I covered a story this week that – well, it gave me hope.
The Hope Youth Center opened in the old Verona Rosser Center on Savannah Street on Tuesday morning. I remember Miss Verona well – a wiry, no-nonsense woman with a head full of sense and heart full of love. Particularly a love for children.
She could see that children represent the future.
Luke Ayers and all the folks at Hope Global Initiative get that, too. I like Luke very much. He is an energetic and committed young man who is doing great things.
But he also is a chip off the old block. His father, Lee Ayers, and I started out preaching about the same time. Lee worked at the post office then, and we’d talk from time to time. God led Lee to envision church as something we do for other people rather than a place we go for ourselves.
The Hope Youth Center is a logical extension of that outward-oriented theology. And then there’s Miss Verona. The Hope folks are following in some footsteps that demonstrated love for others and hope for children – no matter their situation – a long time ago.
The Hope Youth Center is just down the street from the Howard Warner Boys and Girls Clubs, where much good is already taking place.
The day after the Hope Center opened, I drove out to St. Paul’s Episcopal Church for the community Ash Wednesday service. They had what I think is the biggest crowd ever, and there is something very special about bringing together people from so many churches to share in a moment when we are all reminded of our mortality and of God’s great love for us.
I know the ecumenical Lenten services don’t just happen. People plan and coordinate. There are pulpits to be filled and lunches to be prepared, bulletins to be printed, offerings to be collected and accounted for.
On Sunday at 3 p.m., Chris Buckley and Heval Mohamed Kelli will be on the stage at the Wadsworth Auditorium. Buckley is a former member of the Ku Klux Klan who has now become friends with will Kelli, a Kurdish refugee from Syria who is now a doctor. After the events of last April, when a white supremacist group came to our town, we cannot help but think about what it really means to be an American.
This program also did not occur without lots of work and commitment.
This coming week will be a busy one for the Wadsworth Auditorium. Courtenay “Becky” Budd has once again lined up some of the most talented classical musicians to come to Newnan.
On Thursday at 7:30 p.m., there will be free screenings of two documentaries about Charles Wadsworth, who grew up in Newnan and has become a classical music legend. There will be a panel discussion, too.
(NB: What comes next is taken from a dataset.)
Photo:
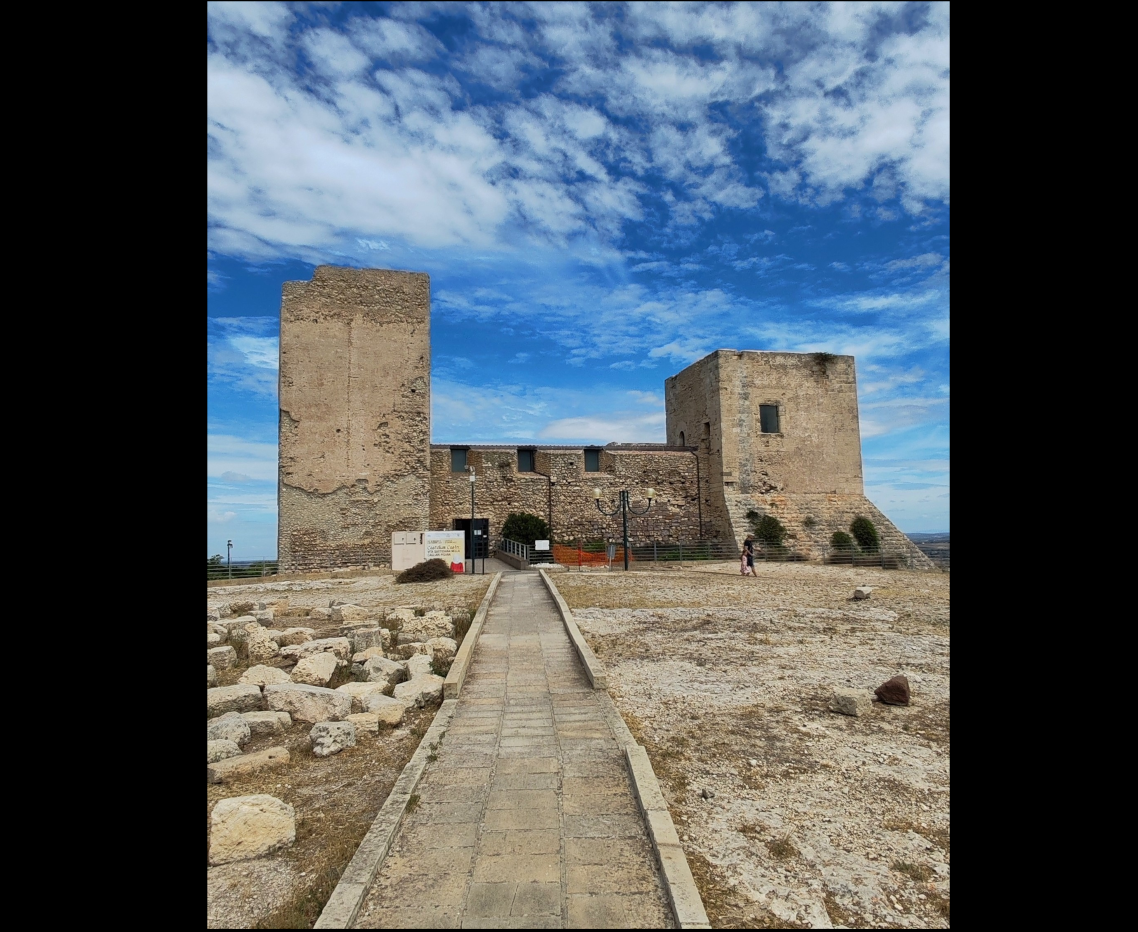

The Friends of Wadsworth Concert is Saturday at 7 p.m. This year, there also will be a Family Concert on Sunday at 3 p.m.
And while Becky’s pantheon of musicians are in town, they will take time out to work with some Coweta students.
So many good people work hard all the time to make Coweta County a great place to grow up, to learn, to worship and just to be. Time will reveal all the good that results.